SECURITIES AND EXCHANGE COMMISSION
WASHINGTON, D.C. 20549
Pursuant To Section 13 or 15 (d) of the Securities Exchange Act of 1934
Date of Report (date of earliest event reported):
JANUARY 18, 2011
Greystone Logistics, Inc.
(Exact name of registrant as specified in its charter)
1613 E. 15th, Tulsa, Oklahoma 74120
(Address of principal executive offices) (Zip Code)
(Registrant’s telephone number, including area code)
(Former name or former address, if changed since last report)
Check the appropriate box below if the Form 8-K filing is intended to simultaneously satisfy the filing obligation of the registrant under any of the following provisions (see General Instruction A.2. below):
o Written communications pursuant to Rule 425 under the Securities Act (17 CFR 230.425)
o Soliciting material pursuant to Rule 14a-12 under the Exchange Act (17 CFR 240.14a-12)
o Pre-commencement communications pursuant to Rule 14d-2(b) under the Exchange Act (17 CFR 240.14d-2(b))
o Pre-commencement communications pursuant to Rule 13e-4(c) under the Exchange Act (17 CFR 240.13e-4(c))
Item 1.01. Entry into a Material Definitive Agreement.

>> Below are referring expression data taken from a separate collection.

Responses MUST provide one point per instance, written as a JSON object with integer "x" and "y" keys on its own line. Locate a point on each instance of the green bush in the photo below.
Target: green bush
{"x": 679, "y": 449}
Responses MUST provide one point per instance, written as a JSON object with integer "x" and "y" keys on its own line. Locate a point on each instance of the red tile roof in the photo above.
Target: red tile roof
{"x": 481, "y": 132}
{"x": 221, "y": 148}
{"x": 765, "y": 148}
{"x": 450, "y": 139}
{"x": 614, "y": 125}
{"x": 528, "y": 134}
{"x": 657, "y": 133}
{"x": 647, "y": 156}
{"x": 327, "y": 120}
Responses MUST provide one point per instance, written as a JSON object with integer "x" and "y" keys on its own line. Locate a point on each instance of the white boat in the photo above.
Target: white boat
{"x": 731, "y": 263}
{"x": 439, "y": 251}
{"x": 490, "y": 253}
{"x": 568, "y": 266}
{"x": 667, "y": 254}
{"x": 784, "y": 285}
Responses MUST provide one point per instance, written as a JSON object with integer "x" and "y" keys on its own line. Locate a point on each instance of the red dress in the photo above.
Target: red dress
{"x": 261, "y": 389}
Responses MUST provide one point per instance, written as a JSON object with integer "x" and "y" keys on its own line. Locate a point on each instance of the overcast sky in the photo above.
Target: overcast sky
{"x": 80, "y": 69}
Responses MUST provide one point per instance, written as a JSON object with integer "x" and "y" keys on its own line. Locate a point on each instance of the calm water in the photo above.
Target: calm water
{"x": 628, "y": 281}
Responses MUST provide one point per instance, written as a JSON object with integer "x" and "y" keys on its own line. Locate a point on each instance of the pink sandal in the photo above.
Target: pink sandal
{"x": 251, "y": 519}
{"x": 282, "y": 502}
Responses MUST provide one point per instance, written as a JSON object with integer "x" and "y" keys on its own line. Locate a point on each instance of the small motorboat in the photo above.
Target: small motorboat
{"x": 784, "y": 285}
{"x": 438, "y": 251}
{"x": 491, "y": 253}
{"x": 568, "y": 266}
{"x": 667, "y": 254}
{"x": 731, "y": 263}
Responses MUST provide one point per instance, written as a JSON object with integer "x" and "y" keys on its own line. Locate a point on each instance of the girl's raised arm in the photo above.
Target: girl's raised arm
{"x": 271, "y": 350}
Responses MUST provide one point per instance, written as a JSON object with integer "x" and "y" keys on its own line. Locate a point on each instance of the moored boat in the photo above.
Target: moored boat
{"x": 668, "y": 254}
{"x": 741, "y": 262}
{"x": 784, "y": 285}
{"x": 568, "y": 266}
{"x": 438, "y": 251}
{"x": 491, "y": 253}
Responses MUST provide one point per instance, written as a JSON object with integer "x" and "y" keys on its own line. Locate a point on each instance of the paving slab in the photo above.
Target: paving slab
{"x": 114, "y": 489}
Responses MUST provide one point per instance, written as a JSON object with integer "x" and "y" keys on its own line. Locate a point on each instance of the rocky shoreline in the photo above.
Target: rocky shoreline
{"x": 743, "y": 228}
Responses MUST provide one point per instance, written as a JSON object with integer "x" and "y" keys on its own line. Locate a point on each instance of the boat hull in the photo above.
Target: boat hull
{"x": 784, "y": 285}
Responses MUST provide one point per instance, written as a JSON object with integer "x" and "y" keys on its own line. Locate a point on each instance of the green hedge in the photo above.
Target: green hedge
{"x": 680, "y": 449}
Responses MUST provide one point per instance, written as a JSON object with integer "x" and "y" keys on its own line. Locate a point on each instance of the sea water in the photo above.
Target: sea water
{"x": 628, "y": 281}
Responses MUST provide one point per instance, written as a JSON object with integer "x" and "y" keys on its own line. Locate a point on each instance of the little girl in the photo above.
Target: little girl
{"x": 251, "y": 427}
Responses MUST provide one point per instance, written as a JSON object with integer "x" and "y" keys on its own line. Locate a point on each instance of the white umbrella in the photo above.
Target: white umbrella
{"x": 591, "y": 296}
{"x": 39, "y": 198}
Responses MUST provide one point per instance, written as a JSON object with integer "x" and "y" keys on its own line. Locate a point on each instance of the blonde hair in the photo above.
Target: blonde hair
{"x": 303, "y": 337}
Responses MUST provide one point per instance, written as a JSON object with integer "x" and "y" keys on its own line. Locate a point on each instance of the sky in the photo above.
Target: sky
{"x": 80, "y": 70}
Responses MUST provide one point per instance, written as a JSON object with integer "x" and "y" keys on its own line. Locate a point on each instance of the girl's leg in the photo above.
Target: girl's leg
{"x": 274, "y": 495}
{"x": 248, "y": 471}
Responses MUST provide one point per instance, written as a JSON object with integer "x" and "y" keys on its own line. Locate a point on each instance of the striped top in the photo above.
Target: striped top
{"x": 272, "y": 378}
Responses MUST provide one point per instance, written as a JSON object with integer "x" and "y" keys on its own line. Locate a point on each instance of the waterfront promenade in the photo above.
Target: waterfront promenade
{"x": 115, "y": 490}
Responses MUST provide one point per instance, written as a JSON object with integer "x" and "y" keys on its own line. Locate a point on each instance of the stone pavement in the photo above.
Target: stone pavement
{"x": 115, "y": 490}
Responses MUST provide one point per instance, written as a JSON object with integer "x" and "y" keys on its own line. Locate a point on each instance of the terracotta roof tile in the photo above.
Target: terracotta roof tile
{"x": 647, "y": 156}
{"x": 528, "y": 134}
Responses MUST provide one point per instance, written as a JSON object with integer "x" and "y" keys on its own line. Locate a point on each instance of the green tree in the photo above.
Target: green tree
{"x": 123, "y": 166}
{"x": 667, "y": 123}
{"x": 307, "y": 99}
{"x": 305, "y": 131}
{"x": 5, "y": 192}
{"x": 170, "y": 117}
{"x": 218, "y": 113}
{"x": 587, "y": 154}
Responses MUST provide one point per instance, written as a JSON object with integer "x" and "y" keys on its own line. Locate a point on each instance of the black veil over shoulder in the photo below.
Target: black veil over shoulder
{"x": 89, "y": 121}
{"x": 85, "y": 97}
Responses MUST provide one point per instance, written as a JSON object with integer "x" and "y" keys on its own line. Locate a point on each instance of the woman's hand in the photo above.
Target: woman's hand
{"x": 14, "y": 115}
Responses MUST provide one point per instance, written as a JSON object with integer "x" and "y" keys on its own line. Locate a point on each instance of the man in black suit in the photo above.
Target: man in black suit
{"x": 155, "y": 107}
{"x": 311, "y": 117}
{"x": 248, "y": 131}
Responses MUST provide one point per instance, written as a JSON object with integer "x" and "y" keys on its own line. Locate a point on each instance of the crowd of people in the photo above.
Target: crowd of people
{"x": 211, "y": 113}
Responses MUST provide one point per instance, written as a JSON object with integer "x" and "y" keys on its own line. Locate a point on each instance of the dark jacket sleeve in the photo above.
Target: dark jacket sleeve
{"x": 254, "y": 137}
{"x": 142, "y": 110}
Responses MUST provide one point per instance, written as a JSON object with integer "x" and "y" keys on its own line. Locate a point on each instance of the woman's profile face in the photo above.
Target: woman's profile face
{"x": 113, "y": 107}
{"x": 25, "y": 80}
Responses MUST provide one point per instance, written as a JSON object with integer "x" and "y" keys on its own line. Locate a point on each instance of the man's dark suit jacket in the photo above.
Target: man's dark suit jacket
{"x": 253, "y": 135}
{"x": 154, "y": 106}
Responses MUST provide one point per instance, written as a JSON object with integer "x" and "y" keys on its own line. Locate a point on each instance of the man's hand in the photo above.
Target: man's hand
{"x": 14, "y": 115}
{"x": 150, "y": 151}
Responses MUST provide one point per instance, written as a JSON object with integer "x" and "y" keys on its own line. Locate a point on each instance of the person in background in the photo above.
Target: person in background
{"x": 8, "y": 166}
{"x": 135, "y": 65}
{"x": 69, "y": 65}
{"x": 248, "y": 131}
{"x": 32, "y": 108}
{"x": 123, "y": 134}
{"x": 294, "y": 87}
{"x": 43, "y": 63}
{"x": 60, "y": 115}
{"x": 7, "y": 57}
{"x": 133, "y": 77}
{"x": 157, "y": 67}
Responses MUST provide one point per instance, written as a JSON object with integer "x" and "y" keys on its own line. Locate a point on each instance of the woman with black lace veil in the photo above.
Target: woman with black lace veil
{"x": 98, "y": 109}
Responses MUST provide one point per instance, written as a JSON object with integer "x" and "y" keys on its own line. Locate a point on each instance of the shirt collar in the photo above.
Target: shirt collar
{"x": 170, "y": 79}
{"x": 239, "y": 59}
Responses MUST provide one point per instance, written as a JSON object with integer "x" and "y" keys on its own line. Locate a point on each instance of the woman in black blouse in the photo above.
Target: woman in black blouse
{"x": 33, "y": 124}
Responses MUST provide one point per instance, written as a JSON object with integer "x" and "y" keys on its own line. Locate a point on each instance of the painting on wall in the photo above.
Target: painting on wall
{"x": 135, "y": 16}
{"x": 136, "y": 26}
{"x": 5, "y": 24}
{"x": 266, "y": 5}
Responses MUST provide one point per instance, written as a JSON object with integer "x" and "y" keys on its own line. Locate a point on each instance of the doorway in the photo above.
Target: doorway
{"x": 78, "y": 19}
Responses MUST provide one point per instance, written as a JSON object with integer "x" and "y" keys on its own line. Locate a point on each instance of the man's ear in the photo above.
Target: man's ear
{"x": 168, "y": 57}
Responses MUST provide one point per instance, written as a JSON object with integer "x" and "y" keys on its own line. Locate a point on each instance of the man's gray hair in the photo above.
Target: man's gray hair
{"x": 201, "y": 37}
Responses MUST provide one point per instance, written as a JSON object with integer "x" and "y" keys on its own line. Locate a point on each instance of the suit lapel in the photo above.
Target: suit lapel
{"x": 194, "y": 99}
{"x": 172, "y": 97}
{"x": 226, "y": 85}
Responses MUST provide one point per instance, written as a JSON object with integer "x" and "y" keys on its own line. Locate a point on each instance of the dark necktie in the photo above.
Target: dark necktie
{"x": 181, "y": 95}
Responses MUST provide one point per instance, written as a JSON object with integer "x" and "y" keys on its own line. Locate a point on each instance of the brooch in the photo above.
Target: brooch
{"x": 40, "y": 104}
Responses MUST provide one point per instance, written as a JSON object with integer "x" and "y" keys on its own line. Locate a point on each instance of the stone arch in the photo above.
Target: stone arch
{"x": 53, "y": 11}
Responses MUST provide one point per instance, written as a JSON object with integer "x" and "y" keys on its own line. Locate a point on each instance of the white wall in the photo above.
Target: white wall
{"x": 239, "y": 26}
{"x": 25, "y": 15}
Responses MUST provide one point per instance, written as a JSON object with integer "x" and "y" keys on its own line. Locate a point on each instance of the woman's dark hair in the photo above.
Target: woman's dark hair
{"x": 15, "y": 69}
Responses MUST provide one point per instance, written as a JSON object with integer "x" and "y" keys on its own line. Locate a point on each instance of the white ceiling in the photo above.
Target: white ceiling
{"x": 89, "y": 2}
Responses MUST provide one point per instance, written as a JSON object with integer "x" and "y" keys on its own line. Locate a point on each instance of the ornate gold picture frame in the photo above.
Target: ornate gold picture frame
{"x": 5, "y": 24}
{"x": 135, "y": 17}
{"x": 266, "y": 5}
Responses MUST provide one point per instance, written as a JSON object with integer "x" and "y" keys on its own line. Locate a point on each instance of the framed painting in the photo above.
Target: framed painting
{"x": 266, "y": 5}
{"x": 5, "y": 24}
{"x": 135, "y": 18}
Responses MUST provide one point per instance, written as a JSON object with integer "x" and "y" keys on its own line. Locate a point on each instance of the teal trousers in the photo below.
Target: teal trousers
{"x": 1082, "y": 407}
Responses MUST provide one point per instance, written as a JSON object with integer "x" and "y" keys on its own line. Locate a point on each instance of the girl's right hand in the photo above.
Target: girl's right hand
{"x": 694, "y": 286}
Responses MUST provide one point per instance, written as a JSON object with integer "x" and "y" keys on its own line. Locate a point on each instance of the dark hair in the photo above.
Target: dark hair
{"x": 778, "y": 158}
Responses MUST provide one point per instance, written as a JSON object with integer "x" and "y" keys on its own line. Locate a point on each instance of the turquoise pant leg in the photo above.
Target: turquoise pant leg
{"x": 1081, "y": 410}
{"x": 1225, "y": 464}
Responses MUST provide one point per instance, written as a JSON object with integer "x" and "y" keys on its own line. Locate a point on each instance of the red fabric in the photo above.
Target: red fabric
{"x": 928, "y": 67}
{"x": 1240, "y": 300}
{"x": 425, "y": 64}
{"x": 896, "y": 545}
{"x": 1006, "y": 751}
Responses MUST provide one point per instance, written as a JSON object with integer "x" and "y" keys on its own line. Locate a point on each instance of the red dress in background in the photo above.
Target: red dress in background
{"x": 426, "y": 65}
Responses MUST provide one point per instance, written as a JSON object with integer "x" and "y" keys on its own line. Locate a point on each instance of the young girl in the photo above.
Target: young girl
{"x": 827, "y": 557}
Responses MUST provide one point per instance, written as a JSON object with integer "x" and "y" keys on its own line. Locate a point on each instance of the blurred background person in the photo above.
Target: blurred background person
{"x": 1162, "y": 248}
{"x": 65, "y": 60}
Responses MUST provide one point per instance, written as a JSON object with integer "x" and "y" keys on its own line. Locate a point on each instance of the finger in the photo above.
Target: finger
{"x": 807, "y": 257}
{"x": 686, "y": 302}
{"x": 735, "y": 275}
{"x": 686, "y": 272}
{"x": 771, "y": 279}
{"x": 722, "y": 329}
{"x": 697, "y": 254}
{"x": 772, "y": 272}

On January 18, 2011 (the “Effective Date”), Greystone Real Estate, L.L.C., an Oklahoma limited liability company (“Greystone Real Estate”), and Greystone Manufacturing, L.L.C., an Oklahoma limited liability company (“Greystone Manufacturing”), entered into a Real Property Sale and Lease Agreement (the “Contract”). Greystone Real Estate is owned by Warren F. Kruger, President and Chief Executive Officer of the registrant as well as a member of the Board of Directors of the registrant, and Robert B. Rosene, Jr., a member of the Board of Directors of the registrant. Greystone Manufacturing is a wholly-owned subsidiary of the registrant. The Contract calls for Greystone Manufacturing to sell its approximately 60,000 square foot manufacturing facility located in Bettendorf, Iowa and the real estate on which such facility is located (collectively, the “Facility”) to Greystone Real Estate for a purchase price of $2,700,000.00 (the “Purchase Price”) and, upon such sale, for Greystone Real Estate to lease the Facility to Greystone Manufacturing for a period of 120 months at a monthly rental rate of $20,133.33. The sale was effective as of the Effective Date. The Purchase Price is payable as follows: (a) $1,341,463.58 to be paid on the Effective Date by Greystone Real Estate to Greystone Plastics, Inc. on behalf of Greystone Manufacturing in order to pay off the loan from Greystone Plastics, Inc. to Greystone Manufacturing that financed Greystone Manufacturing’s purchase of the Facility, (b) $658,536.42 to be paid in cash on the Effective Date by Greystone Real Estate to Greystone Manufacturing, and (c) $700,000.00 to be paid by Greystone Real Estate to Greystone Manufacturing pursuant to a promissory note with an interest rate of 5% per annum and all principal and accrued interest thereon being due on April 18, 2011. In addition, the Contract (y) provides Greystone Manufacturing with the option to purchase the Facility during the term of the Contract at a price equal to the fair market value thereof, and (z) calls for Greystone Manufacturing to be responsible for taxes, utilities, maintenance and insurance with respect to the Facility. The Contract also contains warranty, indemnification and other provisions that are customary in such types of agreements.
Item 7.01. Regulation FD Disclosure.
On February 15, 2011, the registrant issued a press release regarding recent events affecting the registrant. A copy of the press release is attached to this report as Exhibit 99.1 and is being furnished pursuant to Regulation FD.
Item 9.01. Financial Statements and Exhibits.
99.1 Press Release dated February 15, 2011.
Pursuant to the requirements of the Securities Exchange Act of 1934, the registrant has duly caused this report to be signed on its behalf by the undersigned hereunto duly authorized.